Not much blogging this week, because all of my late-night blogging time has been taken up with baseball. Incredible, mind-bending baseball. Tonight the Red Sox are American League champs. Since the Sox made it into the championship series last week, I have felt at various times dizzy, giddy, and sick. It’s an odd thing to me, to find myself caring this much about baseball. Growing up in North Carolina, I wasn’t much of a baseball fan, and I certainly didn’t have any affinity for Boston. My only memory of the 1975 series was that it was interesting that both the teams had “Red” in their names. In the same vague, hop-on-the-bandwagon way that I cheered for the Dolphins and the Cowboys in their 1970s powerhouse years, I remember rooting for the Yankees in 1978.
For more than a decade now I have lived in Boston. I think it would take real work to live here for that long and not become a fan; I have succumbed. But the thing that really fascinates me is how someone like me can take eighty-some years of Red Sox history so personally. While I was in college in New Jersey, I was totally indifferent to the wretched fate of the 1986 Sox. But now it feels like a personal affront, as though I suffered through it myself. How is that possible? This is what is so interesting about the Sox: the very thing that has made them so wretched has made them painfully endearing. If I had moved to New York instead of Boston thirteen years ago, would I be a Yankees fan? Probably. But I can’t imagine being caught up in the same way. The Red Sox have come to stand for longing, for endless unrequited painful desire. That is a powerful, mythic force, all the more so when shared by millions of fellow-sufferers. This history of thwarted victory is something to be embraced and honored in some profound way. Why should I care so much about baseball? Because it becomes more than baseball. We can all understand yearning; life is yearning and frustrated needfulness. Everyone in Red Sox nation is free to project onto this team a thousand things from their lives. When you win, you eventually learn that the world doesn’t change, but when you lose, you dream that some day it might. The winner awakes, but the loser gets to dream.
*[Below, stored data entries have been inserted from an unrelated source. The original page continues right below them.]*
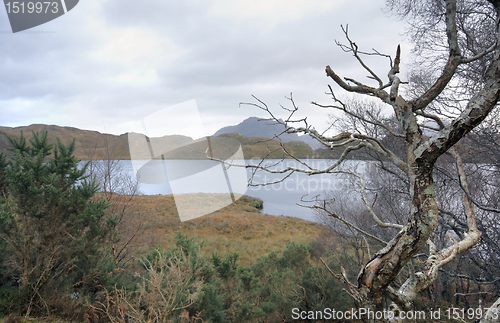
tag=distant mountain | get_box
[214,117,299,141]
[0,123,317,160]
[213,117,323,149]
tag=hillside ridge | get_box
[0,123,318,160]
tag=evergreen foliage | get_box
[95,233,351,323]
[190,239,352,323]
[0,131,116,315]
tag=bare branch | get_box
[410,0,462,111]
[414,61,500,163]
[302,200,388,244]
[320,257,362,302]
[388,45,402,101]
[414,110,446,129]
[347,171,404,230]
[336,25,385,88]
[461,44,496,63]
[312,86,404,138]
[436,165,500,214]
[325,65,390,102]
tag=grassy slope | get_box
[120,194,324,265]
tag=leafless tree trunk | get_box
[225,0,500,320]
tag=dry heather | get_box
[118,194,324,265]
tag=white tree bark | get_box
[230,0,500,320]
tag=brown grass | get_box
[118,194,324,265]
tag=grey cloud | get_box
[0,0,406,135]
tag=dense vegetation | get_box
[1,129,497,322]
[0,131,349,322]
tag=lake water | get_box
[89,159,365,223]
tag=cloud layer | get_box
[0,0,407,137]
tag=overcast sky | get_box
[0,0,409,139]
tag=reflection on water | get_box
[86,159,367,223]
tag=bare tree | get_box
[84,133,143,266]
[221,0,500,321]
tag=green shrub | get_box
[0,131,116,316]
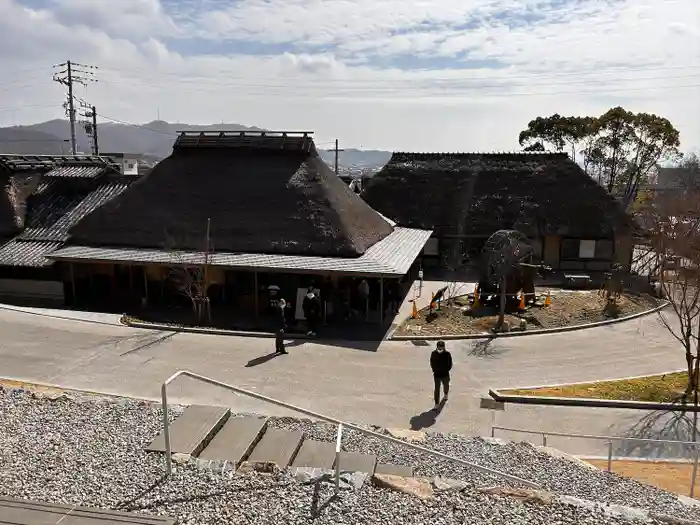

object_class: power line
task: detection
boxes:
[53,61,98,154]
[0,103,58,113]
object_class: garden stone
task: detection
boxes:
[478,486,554,505]
[433,475,469,492]
[373,473,434,500]
[387,428,427,443]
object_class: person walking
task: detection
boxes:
[430,340,452,410]
[302,288,321,336]
[275,298,288,354]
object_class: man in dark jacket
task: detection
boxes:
[302,288,321,336]
[275,298,288,354]
[430,340,452,409]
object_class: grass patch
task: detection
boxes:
[503,372,688,403]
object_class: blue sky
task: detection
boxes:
[1,0,699,152]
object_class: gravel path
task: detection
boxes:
[0,387,695,525]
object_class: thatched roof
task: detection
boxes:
[362,152,634,239]
[68,132,393,257]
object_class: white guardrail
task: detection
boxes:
[160,370,538,494]
[491,425,700,497]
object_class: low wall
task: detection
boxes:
[0,279,65,303]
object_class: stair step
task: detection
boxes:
[247,428,304,467]
[291,439,337,469]
[146,405,231,457]
[375,463,415,477]
[337,451,377,474]
[0,496,175,524]
[199,415,267,466]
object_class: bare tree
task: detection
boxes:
[645,191,700,397]
[165,219,213,325]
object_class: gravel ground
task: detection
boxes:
[0,387,695,525]
[396,289,660,336]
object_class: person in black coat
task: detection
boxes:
[302,288,321,336]
[275,298,288,354]
[430,340,452,409]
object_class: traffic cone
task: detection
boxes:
[518,293,525,310]
[411,300,418,319]
[473,285,480,307]
[544,291,552,307]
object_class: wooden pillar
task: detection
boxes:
[254,271,259,317]
[143,267,149,304]
[379,277,384,324]
[69,263,76,306]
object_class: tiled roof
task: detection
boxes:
[50,227,432,276]
[19,180,131,243]
[0,239,62,267]
[44,165,106,178]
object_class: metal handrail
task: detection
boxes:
[491,424,700,497]
[160,370,538,488]
[491,425,700,446]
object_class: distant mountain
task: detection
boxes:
[318,149,392,173]
[0,120,392,171]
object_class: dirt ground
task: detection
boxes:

For the last four days, I have been lapsing occasionally into a strange dream state. It’s something like floating in a soap bubble over a barren landscape — so beautiful, so easily punctured, so disorienting. To land on my feet after that giddy flight amazes me in the extreme. I congratulate the team that brought home this victory. Tomorrow the world starts again. But tonight Boston lives the dream.
You are now officially MY ENEMY!
Oh and, love to the family,
Mike
Mike, can I interest you in a slightly used curse?
Zen and The Red Sox. The Four Noble Truths:(Apologies to bhodisatva and the millions of Bhuddists in the world)
1.Baseball is suffering
2.The origin of suffering is Desire(to win the series)
3.The cessation of suffering is attainable.
4. The path to the cessation of suffering consists of many trips on the paths of bases…moreso than the Cardinals.
What is the sound of a curse breaking?
Does a House of Cards, falling in St. Louis, make any noise?
It is silent as lamentations of those already passed.